July 5, 2022
While giving full play to the many advantages of high-efficiency, fast and intelligent face recognition, it also fills in the shortcomings of "security".
On April 22, the draft of the national standard "Information Security Technology Face Recognition Data Security Requirements" was formally open to the public for comments. The national standard to be promulgated this time also reflects and refines the provisions related to face recognition in the draft "Personal Information Protection Law".
The national standard requires that the data subject's explicit consent should be obtained when collecting face recognition data, and the face recognition data must not be used to evaluate or predict the work performance, economic status, health status, preferences, interests, etc. of the data subject.
At the same time, other identification methods other than face recognition should be provided for users to choose. In addition, technical qualification thresholds have been put forward for developers who perform face recognition, requiring them to have corresponding data security protection and personal information protection capabilities to prevent face recognition from being illegally cracked by "live photos".
In response to the chaos of face recognition abuse in the current market, the introduction of this national standard is expected to intervene in targeted supervision from the collection, storage, and use of face recognition data. At the same time, it will also provide attention to face recognition technology providers and users. The scope of responsibility is also planned, which can further regulate the application of face recognition technology.
Three main scenarios of face recognition technology application
In order to better guide data controllers (that is, organizations or individuals capable of determining the purpose and method of face recognition data processing) to collect and use face recognition data in a standardized manner, the draft opinion document summarizes the three aspects related to face image processing. Class scenes, including:
a) Face verification: Compare the collected face recognition data with the stored face recognition data of a specific natural person (1:1 comparison) to confirm whether the specific natural person is its declared identity. Typical applications include ID comparison at airports and railway stations, face unlocking of mobile smart terminals, etc.
b) Face recognition: Compare the collected face recognition data with the stored face recognition data in the specified range (1:N comparison) to identify a specific natural person. Typical applications include park entry, residential area access control, etc.
c) Face analysis: It does not carry out face verification or face recognition, and only performs statistics, detection or feature analysis on the collected face images. Typical applications include traffic statistics in public places, body temperature detection, picture beautification, etc.
In the application scenarios of these three types of face recognition, face verification is mainly based on the application of human proof verification, so the consent and authorization of the person being collected are basically obtained in an explicit way. At the same time, face verification is mainly used in the field of public security and law and first-level public places such as airports and stations. The security level of related face recognition equipment and platform systems is relatively highest.
Face recognition is mainly aimed at the face application scenarios of 1:N comparison, and is widely used in public places such as parks, parks, scenic spots, communities, and office buildings. However, due to the mix of purchased equipment and system platform brands, and the lack of targeted data security supervision, the security risks of face recognition systems in these scenarios are more worthy of attention.

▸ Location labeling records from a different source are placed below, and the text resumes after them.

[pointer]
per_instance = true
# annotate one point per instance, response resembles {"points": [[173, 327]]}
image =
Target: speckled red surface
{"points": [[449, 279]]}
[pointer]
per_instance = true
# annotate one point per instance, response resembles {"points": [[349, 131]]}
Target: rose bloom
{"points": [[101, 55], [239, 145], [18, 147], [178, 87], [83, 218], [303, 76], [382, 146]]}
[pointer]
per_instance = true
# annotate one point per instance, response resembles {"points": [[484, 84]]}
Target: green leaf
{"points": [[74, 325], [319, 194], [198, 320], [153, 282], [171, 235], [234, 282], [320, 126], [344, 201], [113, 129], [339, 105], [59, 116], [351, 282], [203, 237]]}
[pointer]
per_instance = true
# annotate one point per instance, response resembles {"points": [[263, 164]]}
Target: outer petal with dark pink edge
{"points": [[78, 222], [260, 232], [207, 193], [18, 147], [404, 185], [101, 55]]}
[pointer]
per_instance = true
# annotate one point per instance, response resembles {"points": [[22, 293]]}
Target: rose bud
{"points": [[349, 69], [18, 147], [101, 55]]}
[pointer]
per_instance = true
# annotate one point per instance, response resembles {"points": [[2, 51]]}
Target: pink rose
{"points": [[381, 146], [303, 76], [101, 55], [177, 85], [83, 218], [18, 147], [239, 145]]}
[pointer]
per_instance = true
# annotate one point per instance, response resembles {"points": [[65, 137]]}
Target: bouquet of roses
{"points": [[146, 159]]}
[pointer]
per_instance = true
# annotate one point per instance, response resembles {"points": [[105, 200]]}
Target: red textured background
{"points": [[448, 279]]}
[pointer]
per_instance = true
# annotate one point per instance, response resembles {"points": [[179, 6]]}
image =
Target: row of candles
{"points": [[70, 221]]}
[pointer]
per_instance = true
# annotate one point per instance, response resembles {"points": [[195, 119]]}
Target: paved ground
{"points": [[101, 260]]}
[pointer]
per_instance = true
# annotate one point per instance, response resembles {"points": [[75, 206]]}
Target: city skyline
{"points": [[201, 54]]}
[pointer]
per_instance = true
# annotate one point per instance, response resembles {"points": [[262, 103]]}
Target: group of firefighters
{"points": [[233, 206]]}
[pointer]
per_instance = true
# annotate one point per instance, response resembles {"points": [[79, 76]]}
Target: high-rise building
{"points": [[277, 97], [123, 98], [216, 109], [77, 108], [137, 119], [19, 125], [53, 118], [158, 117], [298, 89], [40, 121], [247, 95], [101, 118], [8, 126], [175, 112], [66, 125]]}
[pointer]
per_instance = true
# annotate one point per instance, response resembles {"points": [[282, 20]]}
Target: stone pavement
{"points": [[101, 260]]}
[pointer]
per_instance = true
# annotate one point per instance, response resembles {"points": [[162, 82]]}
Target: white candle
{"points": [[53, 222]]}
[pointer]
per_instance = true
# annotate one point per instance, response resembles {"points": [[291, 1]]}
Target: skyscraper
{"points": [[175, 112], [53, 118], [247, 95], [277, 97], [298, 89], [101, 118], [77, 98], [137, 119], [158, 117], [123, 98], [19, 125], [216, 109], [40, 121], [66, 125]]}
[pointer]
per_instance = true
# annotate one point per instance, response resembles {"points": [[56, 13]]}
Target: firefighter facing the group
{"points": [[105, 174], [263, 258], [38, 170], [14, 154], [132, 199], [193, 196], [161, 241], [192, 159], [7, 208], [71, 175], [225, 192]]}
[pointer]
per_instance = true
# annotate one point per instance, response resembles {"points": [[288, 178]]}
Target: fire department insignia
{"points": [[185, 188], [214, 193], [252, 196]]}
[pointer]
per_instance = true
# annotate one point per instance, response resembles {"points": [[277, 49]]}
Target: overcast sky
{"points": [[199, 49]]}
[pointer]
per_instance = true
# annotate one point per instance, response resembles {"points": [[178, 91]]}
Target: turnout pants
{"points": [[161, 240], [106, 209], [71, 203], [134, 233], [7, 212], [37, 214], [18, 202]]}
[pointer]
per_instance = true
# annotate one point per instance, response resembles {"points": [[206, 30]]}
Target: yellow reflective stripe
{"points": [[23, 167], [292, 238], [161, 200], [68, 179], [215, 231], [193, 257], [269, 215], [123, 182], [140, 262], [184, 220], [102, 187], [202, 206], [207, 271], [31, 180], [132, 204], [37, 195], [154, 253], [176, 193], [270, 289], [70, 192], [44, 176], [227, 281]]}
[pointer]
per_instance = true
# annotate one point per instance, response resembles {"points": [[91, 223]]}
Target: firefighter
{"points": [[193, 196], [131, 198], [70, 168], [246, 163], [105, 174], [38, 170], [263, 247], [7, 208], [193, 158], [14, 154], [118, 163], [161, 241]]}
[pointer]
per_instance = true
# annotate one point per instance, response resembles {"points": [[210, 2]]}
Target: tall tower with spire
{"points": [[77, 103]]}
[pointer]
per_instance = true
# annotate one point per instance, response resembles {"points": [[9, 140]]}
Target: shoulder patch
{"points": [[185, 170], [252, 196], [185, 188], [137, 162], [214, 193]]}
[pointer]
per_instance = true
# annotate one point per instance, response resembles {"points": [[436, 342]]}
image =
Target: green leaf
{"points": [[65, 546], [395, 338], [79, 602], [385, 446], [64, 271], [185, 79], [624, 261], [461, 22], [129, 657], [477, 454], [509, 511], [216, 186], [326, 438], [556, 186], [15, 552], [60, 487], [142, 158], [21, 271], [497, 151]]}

The defendant in the first case of facial recognition in China is conveniently the scenic spot (zoo), and after the lawsuit on the face recognition system of the scenic spot, Hangzhou, Sichuan and other places have successively revised the property management regulations, clarifying that the property service person shall not force the owner to pass the fingerprint , Face recognition and other biological information methods use shared facilities and equipment. This also means that scenic spots and communities have started a tightening trend in the application of face recognition systems.

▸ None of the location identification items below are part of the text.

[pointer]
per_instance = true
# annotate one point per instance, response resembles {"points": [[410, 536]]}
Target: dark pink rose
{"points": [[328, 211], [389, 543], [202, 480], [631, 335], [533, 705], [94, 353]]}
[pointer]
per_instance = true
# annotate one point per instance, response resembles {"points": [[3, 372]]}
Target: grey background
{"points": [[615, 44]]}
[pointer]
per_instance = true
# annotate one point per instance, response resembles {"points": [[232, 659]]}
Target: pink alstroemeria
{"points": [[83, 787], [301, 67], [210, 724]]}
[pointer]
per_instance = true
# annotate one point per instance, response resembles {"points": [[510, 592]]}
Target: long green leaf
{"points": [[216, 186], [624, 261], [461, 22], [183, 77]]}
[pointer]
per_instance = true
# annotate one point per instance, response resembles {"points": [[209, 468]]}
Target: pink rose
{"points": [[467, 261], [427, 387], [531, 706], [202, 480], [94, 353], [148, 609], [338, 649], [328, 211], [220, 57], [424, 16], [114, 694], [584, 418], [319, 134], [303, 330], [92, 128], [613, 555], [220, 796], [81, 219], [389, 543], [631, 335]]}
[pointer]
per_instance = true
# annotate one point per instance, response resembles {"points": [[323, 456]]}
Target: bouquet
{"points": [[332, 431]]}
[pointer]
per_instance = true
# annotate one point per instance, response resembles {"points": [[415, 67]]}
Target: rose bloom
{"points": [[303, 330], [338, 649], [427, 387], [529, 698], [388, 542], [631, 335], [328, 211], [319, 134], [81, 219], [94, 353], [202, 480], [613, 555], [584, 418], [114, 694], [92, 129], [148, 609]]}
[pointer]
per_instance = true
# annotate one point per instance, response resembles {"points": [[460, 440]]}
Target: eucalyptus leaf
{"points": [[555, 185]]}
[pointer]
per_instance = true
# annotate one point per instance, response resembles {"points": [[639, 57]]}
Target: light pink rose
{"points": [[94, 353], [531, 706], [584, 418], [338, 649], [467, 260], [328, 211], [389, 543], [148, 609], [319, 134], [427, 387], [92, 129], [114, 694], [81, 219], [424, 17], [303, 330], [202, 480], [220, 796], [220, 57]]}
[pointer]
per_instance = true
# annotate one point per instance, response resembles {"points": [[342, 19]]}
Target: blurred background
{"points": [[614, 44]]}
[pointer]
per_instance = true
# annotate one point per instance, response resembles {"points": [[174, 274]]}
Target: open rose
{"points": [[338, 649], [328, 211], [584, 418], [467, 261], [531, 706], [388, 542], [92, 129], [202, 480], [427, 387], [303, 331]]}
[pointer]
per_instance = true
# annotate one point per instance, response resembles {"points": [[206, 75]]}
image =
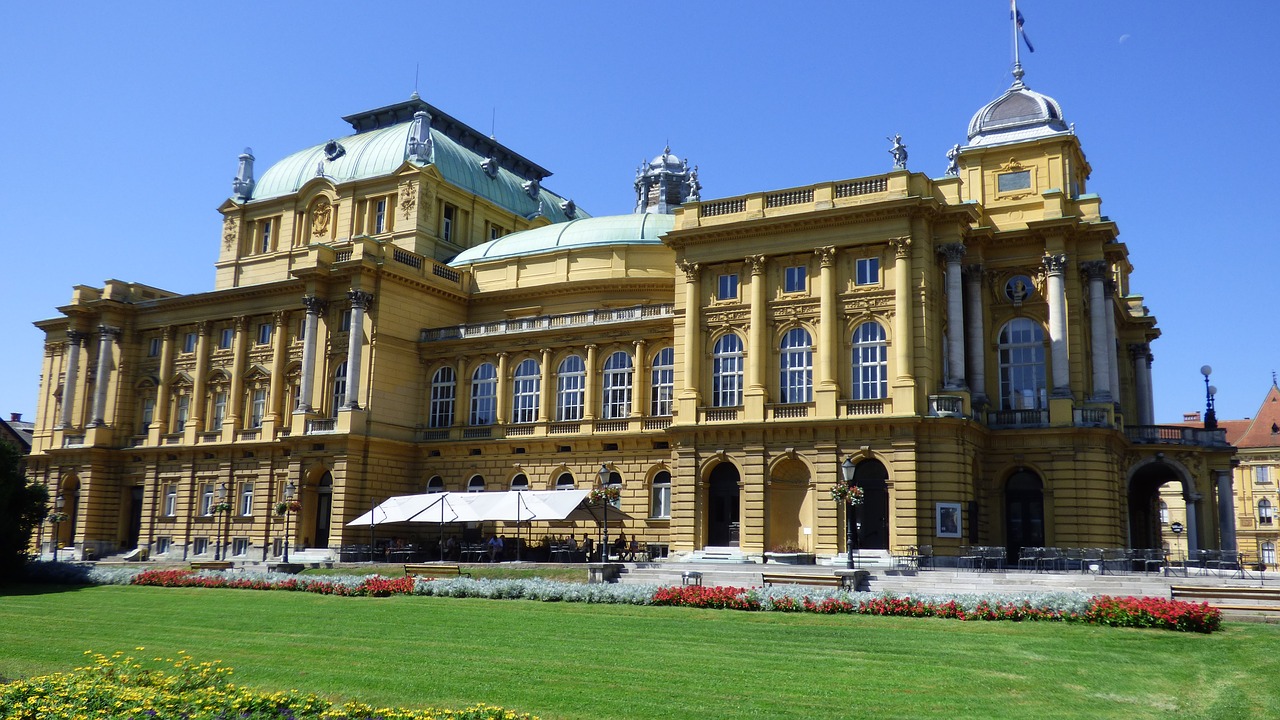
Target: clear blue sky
{"points": [[123, 123]]}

Judging from the content of the draft document, the standard emphasizes that the face recognition application of 1:N comparison should follow the basic security requirements, security processing requirements and security management requirements of the face recognition data proposed in the document.
For example, when carrying out face recognition, it should be carried out in a non-face recognition method that is significantly less safe or convenient than a face recognition method, and the face recognition data should not be used for purposes other than identity recognition. This regulation will effectively crack down on businesses similar to those exposed on March 15 this year that use facial recognition to classify customers. With the proposed promulgation of the above-mentioned national standards, the 1:N face comparison application may usher in the most stringent supervision.

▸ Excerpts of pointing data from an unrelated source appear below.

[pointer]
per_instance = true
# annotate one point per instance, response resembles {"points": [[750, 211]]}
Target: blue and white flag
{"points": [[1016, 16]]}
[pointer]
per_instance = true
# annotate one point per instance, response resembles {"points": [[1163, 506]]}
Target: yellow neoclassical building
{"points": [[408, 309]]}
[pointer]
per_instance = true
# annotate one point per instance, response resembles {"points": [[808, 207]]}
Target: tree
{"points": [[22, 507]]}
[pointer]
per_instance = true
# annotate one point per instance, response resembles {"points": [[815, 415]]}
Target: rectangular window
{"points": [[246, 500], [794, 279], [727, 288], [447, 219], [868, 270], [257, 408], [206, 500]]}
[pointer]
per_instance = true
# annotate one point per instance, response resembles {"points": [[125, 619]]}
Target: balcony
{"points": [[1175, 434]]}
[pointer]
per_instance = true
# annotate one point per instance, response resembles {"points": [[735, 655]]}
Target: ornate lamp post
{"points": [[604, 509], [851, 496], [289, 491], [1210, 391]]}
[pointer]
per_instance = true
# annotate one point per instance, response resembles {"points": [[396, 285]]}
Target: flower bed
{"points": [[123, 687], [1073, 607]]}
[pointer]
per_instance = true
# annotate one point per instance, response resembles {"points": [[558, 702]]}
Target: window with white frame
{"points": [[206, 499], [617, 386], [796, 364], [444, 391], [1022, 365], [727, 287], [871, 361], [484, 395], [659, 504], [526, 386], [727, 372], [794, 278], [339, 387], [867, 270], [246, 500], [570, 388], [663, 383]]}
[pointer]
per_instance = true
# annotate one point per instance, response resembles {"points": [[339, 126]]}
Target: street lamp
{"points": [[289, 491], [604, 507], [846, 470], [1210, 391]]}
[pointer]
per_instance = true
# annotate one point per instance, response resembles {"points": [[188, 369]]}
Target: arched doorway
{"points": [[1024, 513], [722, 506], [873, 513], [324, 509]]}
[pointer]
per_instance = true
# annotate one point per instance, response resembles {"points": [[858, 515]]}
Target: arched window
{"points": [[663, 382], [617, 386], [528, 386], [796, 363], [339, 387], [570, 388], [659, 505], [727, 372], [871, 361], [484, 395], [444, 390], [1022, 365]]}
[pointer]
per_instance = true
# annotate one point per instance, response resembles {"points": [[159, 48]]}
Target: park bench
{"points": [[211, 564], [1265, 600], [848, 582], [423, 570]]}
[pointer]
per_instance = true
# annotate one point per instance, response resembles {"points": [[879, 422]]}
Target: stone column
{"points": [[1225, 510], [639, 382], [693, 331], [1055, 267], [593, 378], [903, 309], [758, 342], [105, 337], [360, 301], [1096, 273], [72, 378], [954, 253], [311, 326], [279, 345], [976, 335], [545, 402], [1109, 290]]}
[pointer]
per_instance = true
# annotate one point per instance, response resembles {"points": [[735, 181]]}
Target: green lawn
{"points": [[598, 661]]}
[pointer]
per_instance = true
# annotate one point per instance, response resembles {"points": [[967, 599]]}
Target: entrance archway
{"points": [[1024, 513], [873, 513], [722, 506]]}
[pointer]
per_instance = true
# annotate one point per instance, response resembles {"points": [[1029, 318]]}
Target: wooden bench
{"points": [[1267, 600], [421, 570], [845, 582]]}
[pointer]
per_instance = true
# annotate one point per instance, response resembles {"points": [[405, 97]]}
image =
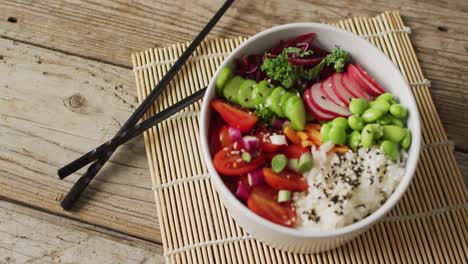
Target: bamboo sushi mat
{"points": [[428, 225]]}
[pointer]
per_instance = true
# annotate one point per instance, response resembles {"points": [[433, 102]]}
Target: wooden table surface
{"points": [[66, 85]]}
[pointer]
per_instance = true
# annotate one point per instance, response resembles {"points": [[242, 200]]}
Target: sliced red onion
{"points": [[251, 143], [304, 61], [254, 68], [255, 177], [286, 123], [235, 133], [277, 123], [243, 190], [278, 140], [303, 45]]}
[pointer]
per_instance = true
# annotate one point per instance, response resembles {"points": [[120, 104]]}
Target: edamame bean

Face recognition has been "popular" for many years, and more and more online applications, access control in public places, and barriers have been unknowingly replaced by face verification and face access methods. The general public as the collected party is also Invisibly involved in this "sense of science and technology" lifestyle.
Today, as consumers, owners, and customers, personal subjects are gradually awakening their security awareness about face privacy. The introduction of relevant standards for face recognition information security is expected to further enhance the general public’s ability to say “no” to face recognition. courage. And its more important significance is to better help various application fields to safely carry out face recognition data-related business, while giving full play to the many advantages of face recognition in terms of efficiency, speed, and intelligence, it also complements the shortcomings of "security". board.